Retired tennis champion Billie Jean King on Monday said individual athletes should decide whether to compete in the 2014 Winter Olympics that will take place in Sochi, Russia, early next year.
“The athletes who have the most to derive from it and the least to derive from it if they don’t go, I think they should get the vote,” she said in response to a Washington Blade question about the issue on a conference call during which she discussed an episode of the PBS series “American Masters” that profiles her that debuts on the network Sept. 10. “This is the Olympics. This is about the athletes and the fans, so it’s a really hard call.”
King, who came out as a lesbian in 1981 after her relationship with her secretary became public, spoke about calls to boycott the Sochi games as outrage over a law that bans gay propaganda to minors in Russia and the country’s overall LGBT rights record continues to grow.
Russian chess champion Gary Kasparov and gay playwright Harvey Fierstein are among those who have called for a boycott of the Sochi games. Author Dan Savage, LGBT rights advocate Cleve Jones and others have called for a boycott of Russian vodka.
Gay Olympic diver Greg Louganis, who was unable to compete in the 1980 Summer Olympics in Moscow because then-President Jimmy Carter boycotted them over the Soviet Union’s invasion of Afghanistan the year before, publicly opposes any boycott of the Sochi games. Retired tennis champion Martina Navratilova and President Obama are among those who have taken a similar position.
American runner Nick Symmonds earlier this month criticized Russia’s gay propaganda ban after he competed in the World Athletic Championships in the Russian capital. Figure skater Johnny Weir, whose husband is of Russian descent, told CBS News he is “not afraid of being arrested” while at the Olympics.
Swedish athletes Emma Green Tregaro and Mao Hjelmer painted their fingernails in rainbow colors as they competed in the World Athletic Championships. Green Tregaro wore red fingernail polish during an Aug. 17 high jump competition at the same event because Swedish athletic officials reportedly asked her to change their color.
Yelena Isinbayeva, a Russian Olympic pole vault championship, criticized Green Tregaro and Hjelmer during a press conference after she won her third title at the World Athletic Championships. She also defended the gay propaganda law that President Vladimir Putin signed in June.
“We are Russians,” Isinbayeva said. “Maybe we are different than European people, than other people from different lands. We have our law that everyone has to respect.”
Russian sprinter Kseniya Ryzhova last week dismissed suggestions she and teammate Tatyana Firova challenged the gay propaganda ban when they kissed on the medal podium after they won the women’s 4 x 400 meter rally at the World Athletic Championships.
“There was no hidden political motive,” Ryzhova said, as Reuters reported.
The International Olympic Committee has repeatedly said it has received assurances from the Kremlin that gay people would be welcome to attend the Sochi games, even though Russian officials have said they plan to enforce the gay propaganda ban during the Olympics.
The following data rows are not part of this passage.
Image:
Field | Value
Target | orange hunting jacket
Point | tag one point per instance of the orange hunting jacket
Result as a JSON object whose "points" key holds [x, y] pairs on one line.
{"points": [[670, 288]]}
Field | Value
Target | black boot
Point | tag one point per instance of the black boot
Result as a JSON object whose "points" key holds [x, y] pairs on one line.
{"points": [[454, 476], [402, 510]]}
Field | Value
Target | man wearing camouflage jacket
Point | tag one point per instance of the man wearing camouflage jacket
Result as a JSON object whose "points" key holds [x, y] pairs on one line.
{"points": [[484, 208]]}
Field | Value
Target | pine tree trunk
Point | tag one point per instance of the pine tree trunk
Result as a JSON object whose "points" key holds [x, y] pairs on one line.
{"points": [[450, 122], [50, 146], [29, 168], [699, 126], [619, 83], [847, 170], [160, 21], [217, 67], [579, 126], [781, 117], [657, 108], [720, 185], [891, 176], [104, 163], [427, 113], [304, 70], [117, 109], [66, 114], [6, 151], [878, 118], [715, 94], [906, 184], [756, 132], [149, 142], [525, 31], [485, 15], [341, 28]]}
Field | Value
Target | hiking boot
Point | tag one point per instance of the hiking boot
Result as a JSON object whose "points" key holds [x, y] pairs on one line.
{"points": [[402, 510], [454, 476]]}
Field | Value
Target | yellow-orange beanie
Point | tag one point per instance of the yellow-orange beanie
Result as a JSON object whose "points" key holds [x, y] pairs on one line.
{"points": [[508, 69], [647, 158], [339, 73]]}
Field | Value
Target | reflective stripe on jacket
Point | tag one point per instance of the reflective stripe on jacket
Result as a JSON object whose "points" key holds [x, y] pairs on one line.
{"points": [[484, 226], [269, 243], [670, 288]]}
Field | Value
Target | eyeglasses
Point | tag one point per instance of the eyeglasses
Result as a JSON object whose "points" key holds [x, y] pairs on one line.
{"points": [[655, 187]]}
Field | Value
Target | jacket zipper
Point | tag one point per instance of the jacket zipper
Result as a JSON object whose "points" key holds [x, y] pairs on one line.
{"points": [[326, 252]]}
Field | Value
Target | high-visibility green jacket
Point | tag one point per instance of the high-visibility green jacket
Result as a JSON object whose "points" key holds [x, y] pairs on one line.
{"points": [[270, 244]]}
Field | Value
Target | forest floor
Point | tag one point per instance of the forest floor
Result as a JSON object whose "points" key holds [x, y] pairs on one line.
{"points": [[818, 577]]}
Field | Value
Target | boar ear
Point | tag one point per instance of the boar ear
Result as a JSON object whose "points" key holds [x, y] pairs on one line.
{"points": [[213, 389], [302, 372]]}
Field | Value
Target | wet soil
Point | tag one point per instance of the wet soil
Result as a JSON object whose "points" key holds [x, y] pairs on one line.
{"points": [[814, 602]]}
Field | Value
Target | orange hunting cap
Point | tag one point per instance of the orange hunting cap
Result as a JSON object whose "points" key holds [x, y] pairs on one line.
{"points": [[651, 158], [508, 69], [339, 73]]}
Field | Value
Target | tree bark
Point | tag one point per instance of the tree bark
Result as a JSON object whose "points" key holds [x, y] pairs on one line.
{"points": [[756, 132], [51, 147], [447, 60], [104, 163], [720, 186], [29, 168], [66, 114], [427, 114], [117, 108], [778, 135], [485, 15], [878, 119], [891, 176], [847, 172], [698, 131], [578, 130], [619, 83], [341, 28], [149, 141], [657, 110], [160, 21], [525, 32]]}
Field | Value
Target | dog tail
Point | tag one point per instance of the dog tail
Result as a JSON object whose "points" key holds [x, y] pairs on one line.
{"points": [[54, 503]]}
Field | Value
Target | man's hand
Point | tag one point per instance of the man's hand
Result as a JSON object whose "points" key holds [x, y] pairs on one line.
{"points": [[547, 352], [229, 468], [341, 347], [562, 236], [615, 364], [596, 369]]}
Russian LGBT rights advocates maintain a decree that Putin issued on Aug. 23 that bans demonstrations and other gatherings in Sochi between Jan. 9 and March 21 is designed to stop any protests against the law.
“There’s a part of me that says, ‘Let’s go, let’s play, but let’s give our thoughts,’” King said as she referred to Tommie Smith and John Carlos who raised their fists in the air as they stood on the medal podium at the 1968 Summer Olympics in Mexico City. “This could be an opportunity … you have to ask the athletes whatever they decide.”